Monaco makes Button sick - on the simulator
MONACO (Reuters) - The Monaco Grand Prix, glamour highlight of the Formula One season, makes Jenson Button sick - but only on McLaren's simulator.
The 2009 world champion - and Monaco resident - told reporters at the harbourside circuit on Wednesday that it had been years since he prepared with virtual laps around the slowest but twistiest race on the calendar.
"I haven't driven it in the simulator and I didn't drive last year's car in the simulator or the year before that," said the Briton when asked how the V6 turbo 2014 car had handled on the simulator compared to the old V8 engined one.
"Basically, I can't drive around Monaco in the simulator because I get sick. This is one I miss.
"I don't know why but I get sick in it so I can't drive it.
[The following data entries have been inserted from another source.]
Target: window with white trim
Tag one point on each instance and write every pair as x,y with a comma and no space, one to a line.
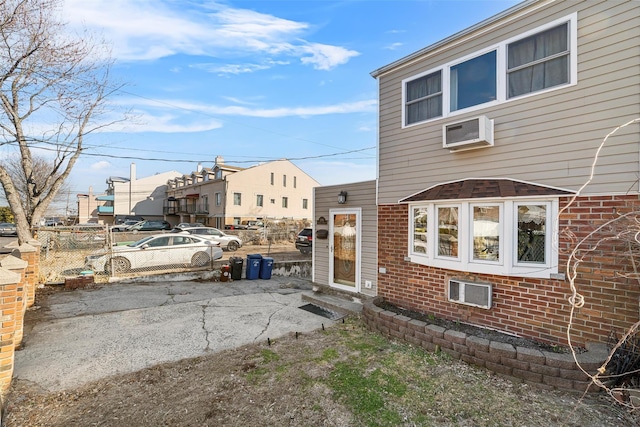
494,237
536,61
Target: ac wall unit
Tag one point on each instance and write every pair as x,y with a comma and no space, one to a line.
468,134
470,293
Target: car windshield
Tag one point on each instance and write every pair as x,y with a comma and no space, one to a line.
140,242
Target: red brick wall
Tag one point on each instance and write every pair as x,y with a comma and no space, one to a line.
534,308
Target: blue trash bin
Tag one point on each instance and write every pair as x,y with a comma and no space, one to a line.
253,266
266,266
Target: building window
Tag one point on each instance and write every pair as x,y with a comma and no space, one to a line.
424,98
473,82
507,237
539,60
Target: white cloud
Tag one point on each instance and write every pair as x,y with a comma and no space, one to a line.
236,68
155,121
367,106
393,46
326,57
152,30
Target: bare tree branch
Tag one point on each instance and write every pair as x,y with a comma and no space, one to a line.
46,76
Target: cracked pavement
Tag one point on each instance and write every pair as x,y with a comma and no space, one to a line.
84,335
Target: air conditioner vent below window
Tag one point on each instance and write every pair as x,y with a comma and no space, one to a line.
470,293
465,135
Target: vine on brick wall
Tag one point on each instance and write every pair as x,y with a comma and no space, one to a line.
620,372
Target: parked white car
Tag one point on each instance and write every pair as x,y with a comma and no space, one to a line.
155,251
228,241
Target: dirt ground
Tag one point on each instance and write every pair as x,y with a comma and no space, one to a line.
341,376
338,376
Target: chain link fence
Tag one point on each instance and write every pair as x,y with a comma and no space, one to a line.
94,249
64,249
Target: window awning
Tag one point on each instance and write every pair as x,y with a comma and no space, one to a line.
484,188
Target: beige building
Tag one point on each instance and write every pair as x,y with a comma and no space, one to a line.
88,206
226,195
133,196
484,139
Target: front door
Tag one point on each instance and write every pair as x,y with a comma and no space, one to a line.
344,265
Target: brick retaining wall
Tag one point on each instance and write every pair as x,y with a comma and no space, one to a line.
520,364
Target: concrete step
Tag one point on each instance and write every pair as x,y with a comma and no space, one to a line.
340,304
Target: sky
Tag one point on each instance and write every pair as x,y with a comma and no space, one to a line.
253,81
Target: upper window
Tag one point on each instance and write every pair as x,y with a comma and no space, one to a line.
473,82
424,98
542,59
538,62
502,237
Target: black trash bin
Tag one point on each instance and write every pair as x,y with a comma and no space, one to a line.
236,267
266,266
253,266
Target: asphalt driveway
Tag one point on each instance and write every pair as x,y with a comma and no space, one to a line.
84,335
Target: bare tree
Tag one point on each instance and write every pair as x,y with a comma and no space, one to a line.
42,169
53,87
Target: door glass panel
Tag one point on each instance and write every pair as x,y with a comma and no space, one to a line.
344,253
448,232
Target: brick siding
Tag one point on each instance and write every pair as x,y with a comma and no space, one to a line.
532,308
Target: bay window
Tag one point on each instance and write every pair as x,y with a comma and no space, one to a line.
508,237
538,60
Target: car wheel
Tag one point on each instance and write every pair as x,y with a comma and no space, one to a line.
200,259
120,265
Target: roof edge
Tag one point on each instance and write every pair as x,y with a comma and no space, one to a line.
469,30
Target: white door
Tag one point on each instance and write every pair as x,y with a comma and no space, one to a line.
344,243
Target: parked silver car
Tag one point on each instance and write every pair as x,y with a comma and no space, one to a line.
155,251
232,243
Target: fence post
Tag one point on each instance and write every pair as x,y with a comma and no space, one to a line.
29,252
18,266
9,282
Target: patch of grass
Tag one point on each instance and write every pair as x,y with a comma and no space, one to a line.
269,356
255,376
364,393
328,355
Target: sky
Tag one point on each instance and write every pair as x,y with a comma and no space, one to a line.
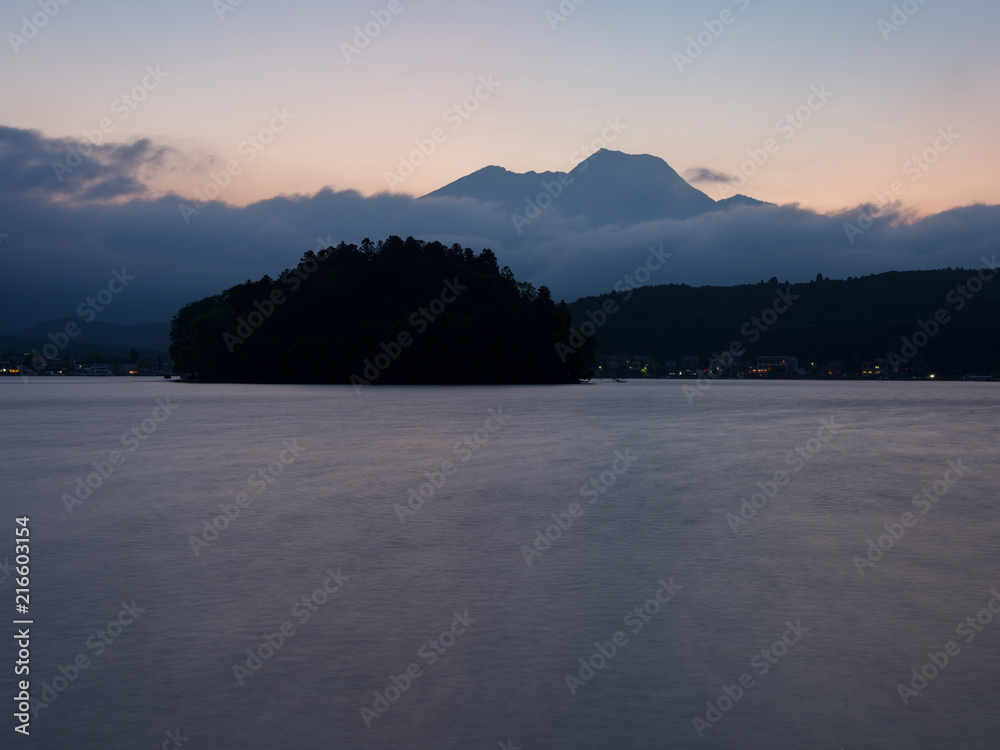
816,107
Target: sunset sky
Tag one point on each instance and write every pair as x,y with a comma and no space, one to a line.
559,76
304,122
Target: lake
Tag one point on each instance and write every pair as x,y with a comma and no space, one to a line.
631,565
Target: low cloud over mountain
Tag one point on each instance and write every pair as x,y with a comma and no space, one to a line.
60,240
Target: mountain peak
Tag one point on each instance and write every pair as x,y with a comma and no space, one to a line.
607,188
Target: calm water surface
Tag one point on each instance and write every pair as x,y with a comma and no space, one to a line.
324,475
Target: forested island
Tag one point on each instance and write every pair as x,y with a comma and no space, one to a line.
399,311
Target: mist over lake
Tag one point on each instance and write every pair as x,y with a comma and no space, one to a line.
777,564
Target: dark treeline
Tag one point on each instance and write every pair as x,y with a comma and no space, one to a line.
849,321
400,311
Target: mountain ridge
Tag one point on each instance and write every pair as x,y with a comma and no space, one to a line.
609,187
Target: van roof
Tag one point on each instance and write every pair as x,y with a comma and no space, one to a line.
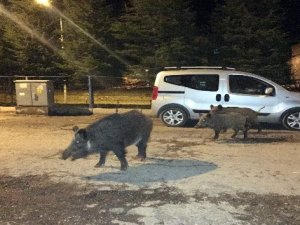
197,67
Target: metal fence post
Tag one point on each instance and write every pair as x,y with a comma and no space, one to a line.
65,91
91,94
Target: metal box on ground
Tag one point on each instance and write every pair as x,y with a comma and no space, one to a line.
34,96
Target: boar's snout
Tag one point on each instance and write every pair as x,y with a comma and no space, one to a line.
66,154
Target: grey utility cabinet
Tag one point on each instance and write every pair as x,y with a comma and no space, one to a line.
34,96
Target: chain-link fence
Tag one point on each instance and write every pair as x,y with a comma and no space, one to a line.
95,91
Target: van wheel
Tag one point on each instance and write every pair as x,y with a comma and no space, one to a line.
291,120
174,117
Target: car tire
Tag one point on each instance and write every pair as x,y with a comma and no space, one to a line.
174,117
291,120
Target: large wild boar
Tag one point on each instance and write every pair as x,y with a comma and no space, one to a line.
112,133
250,114
224,121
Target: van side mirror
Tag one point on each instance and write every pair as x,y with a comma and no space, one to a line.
269,91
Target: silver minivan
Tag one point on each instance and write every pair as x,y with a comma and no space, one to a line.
180,94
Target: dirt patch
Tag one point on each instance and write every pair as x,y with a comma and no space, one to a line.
36,200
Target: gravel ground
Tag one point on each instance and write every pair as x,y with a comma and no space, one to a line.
188,178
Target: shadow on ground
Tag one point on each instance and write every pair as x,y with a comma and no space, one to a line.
156,170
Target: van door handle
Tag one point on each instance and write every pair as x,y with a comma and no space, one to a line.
226,98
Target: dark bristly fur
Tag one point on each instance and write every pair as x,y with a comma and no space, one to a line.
112,133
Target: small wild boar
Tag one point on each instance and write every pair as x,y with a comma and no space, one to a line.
224,121
250,114
112,133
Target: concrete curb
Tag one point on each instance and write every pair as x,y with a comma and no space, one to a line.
95,110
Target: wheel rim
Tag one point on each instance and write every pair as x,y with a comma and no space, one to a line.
173,117
293,121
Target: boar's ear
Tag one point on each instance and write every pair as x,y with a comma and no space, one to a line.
82,133
75,128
It used to be Hungary as well but we've changed it...so I can drive it now."
McLaren test driver Oliver Turvey has been spending time in the simulator seat instead back at the Woking factory and providing feedback.
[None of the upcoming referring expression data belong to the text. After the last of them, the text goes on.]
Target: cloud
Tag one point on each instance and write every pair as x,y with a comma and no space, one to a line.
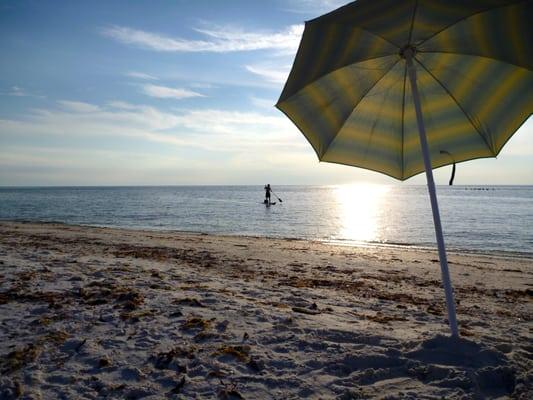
209,129
17,91
163,92
78,106
270,74
220,40
263,103
314,7
141,75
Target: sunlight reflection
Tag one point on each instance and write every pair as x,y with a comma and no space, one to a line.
359,209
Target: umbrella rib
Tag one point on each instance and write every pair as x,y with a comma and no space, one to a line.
471,15
412,22
403,116
473,55
460,107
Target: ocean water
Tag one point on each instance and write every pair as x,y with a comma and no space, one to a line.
483,219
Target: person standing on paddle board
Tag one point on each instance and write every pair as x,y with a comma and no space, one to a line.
267,193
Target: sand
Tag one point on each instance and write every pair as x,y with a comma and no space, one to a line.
90,313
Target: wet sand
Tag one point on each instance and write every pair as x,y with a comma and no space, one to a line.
109,313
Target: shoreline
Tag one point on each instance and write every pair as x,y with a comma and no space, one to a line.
333,242
89,312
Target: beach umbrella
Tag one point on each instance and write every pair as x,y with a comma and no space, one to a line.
396,86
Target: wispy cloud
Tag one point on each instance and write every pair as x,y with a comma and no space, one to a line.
226,130
270,73
219,40
17,91
78,106
314,7
141,75
163,92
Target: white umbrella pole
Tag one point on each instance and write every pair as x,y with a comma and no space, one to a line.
432,195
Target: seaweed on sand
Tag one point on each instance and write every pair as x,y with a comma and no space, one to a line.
241,353
20,358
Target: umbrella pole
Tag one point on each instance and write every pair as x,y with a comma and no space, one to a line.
450,303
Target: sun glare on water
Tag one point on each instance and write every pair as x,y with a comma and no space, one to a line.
359,209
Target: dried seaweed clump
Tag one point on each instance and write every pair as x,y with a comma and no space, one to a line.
19,358
242,353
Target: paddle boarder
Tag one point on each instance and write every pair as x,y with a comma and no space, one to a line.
267,193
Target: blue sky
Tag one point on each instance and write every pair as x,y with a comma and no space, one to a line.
171,92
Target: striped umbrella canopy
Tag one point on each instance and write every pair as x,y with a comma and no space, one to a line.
405,86
348,90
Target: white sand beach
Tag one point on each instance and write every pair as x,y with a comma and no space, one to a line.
89,313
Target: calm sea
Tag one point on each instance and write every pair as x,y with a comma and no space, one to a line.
484,219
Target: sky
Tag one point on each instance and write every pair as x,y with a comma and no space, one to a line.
172,93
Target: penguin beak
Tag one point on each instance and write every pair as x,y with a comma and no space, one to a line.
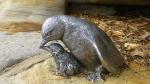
43,42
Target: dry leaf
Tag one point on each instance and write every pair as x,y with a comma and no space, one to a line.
130,46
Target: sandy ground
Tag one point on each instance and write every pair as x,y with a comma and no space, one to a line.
27,64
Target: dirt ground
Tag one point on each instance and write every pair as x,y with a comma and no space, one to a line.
130,34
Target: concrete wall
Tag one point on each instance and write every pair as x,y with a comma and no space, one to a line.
32,10
117,2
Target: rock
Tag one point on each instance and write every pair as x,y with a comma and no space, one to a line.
91,9
130,46
144,53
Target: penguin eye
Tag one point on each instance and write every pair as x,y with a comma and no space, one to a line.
50,33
"He's done a lot of work and said that it's more difficult to drive with the torque but I think we're going to be able to manage OK," said Button.
McLaren, who took their first Monaco win 30 years ago with Frenchman Alain Prost and are the second most successful team in the sport after Ferrari, have not scored a point in their last three races.
That represents Button's worst run since he was with Honda in 2008 but the most experienced driver on the starting grid said the results did not tell the full story.
"Obviously we're not in a fantastic place right now in terms of speed and finishing positions," he said.
"I was asked what I would be happy with here and obviously it's a win but we're not going to get that. I don't think the position is really what's going to make us happy here because it's not going to be a fantastic position.
"I think what we'll get out of this weekend is how the car feels. If we feel that we have made improvements and have a better direction...we know there's so much coming that I think we can be positive for the future."